The following table provides the components of total purchases of property and equipment:

Capital Expenditures26 weeks ended
Dollars in thousandsNovember 1, 2025 October 26, 2024
   As Restated
Physical store capital expenditures$5,350 $3,840
Product and system development 2,275  2,708
Other 426  470
Total Capital Expenditures$8,051 $7,018
    

Use of Non-GAAP Financial Information – Adjusted Income (Loss), Adjusted EBITDA and Adjusted Free Cash Flow

To supplement the Company’s consolidated financial statements presented in accordance with generally accepted accounting principles (“GAAP”), the Company uses the financial measures of Adjusted Income (Loss), Adjusted EBITDA, and Adjusted Free Cash Flow, which are non-GAAP financial measures under Securities and Exchange Commission (the “SEC”) regulations. We define Adjusted Income (Loss) as net income (loss) adjusted for certain reconciling items that are subtracted from or added to net income (loss). We define Adjusted EBITDA as net income (loss) plus (1) depreciation and amortization; (2) interest expense, net and (3) income taxes, (4) as adjusted for certain other non-cash or non-recurring items, and adjustments defined in the Company’s credit agreement. We define Adjusted Free Cash Flow as Cash Flows from Operating Activities less capital expenditures, cash interest and cash taxes.

These non-GAAP measures have been reconciled to the most comparable financial measures presented in accordance with GAAP as follows: the reconciliation of Adjusted Income (Loss) to net income (loss); the reconciliation of consolidated Adjusted EBITDA to consolidated net income (loss); and the reconciliation of Adjusted Free Cash Flow to Cash Flows from Operating Activities. All of the items included in the reconciliations are either (i) non-cash items or (ii) items that management does not consider in assessing our on-going operating performance.

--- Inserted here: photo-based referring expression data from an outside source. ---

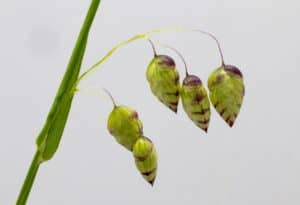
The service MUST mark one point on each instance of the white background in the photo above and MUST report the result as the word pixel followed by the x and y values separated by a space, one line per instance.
pixel 255 162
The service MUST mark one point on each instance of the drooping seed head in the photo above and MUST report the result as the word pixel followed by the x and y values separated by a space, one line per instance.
pixel 227 91
pixel 163 78
pixel 195 101
pixel 145 159
pixel 123 123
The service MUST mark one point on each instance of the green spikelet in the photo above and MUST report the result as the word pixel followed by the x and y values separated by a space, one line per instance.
pixel 195 101
pixel 164 80
pixel 227 90
pixel 123 123
pixel 145 159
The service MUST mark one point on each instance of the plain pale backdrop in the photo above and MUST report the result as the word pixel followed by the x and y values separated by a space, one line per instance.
pixel 255 162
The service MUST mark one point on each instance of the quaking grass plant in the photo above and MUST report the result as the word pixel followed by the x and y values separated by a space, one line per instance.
pixel 226 92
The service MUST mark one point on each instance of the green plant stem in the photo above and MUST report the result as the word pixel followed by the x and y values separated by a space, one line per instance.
pixel 50 136
pixel 34 167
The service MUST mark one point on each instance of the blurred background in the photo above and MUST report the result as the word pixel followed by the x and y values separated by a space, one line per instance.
pixel 255 162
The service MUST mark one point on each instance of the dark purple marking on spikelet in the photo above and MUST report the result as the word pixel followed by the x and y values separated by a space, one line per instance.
pixel 175 93
pixel 202 112
pixel 234 70
pixel 223 111
pixel 198 98
pixel 149 172
pixel 203 121
pixel 192 80
pixel 166 60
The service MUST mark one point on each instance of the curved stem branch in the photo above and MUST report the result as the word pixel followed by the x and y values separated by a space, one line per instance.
pixel 178 53
pixel 215 38
pixel 143 36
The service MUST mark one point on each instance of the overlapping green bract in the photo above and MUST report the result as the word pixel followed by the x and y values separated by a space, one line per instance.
pixel 195 101
pixel 227 90
pixel 164 80
pixel 123 123
pixel 145 156
pixel 126 127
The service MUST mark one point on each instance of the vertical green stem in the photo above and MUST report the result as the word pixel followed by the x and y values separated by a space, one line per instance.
pixel 26 188
pixel 58 115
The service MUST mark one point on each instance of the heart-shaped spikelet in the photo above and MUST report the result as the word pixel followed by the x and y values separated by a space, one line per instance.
pixel 195 101
pixel 227 91
pixel 124 124
pixel 163 78
pixel 145 159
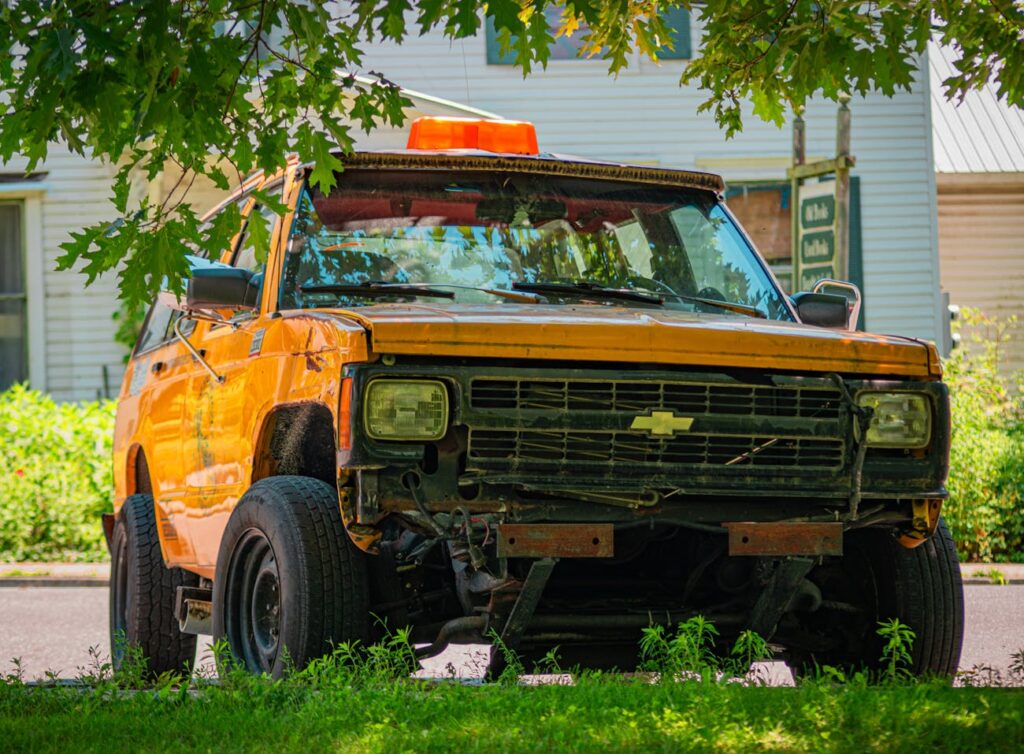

These non-GAAP financial measures are not intended as substitutes for and should not be considered superior to measures of financial performance prepared in accordance with GAAP. In addition, the Company’s use of these non-GAAP financial measures may be different from similarly named measures used by other companies, limiting their usefulness for comparison purposes.

We review these non-GAAP financial measures as internal measures to evaluate our performance at a consolidated level to manage our operations. We believe that these measures are useful performance measures which are used by us to facilitate a comparison of our on-going operating performance on a consistent basis from period-to-period. We believe that these non-GAAP financial measures provide for a more complete understanding of factors and trends affecting our business than measures under GAAP can provide alone, as they exclude certain items that management believes do not reflect the ordinary performance of our operations in a particular period. Our Board of Directors and management also use Adjusted EBITDA at a consolidated level as one of the primary methods for planning and forecasting expected performance, for evaluating on a quarterly and annual basis actual results against such expectations, and as a measure for performance incentive plans. We believe that the inclusion of Adjusted Income (Loss) and Adjusted EBITDA results provides investors useful and important information regarding our operating results, in a manner that is consistent with management’s evaluation of business performance. We believe that Adjusted Free Cash Flow provides useful additional information concerning cash flow available to meet future debt service obligations and working capital requirements and assists investors in their understanding of our operating profitability and liquidity as we manage the business to maximize margin and cash flow.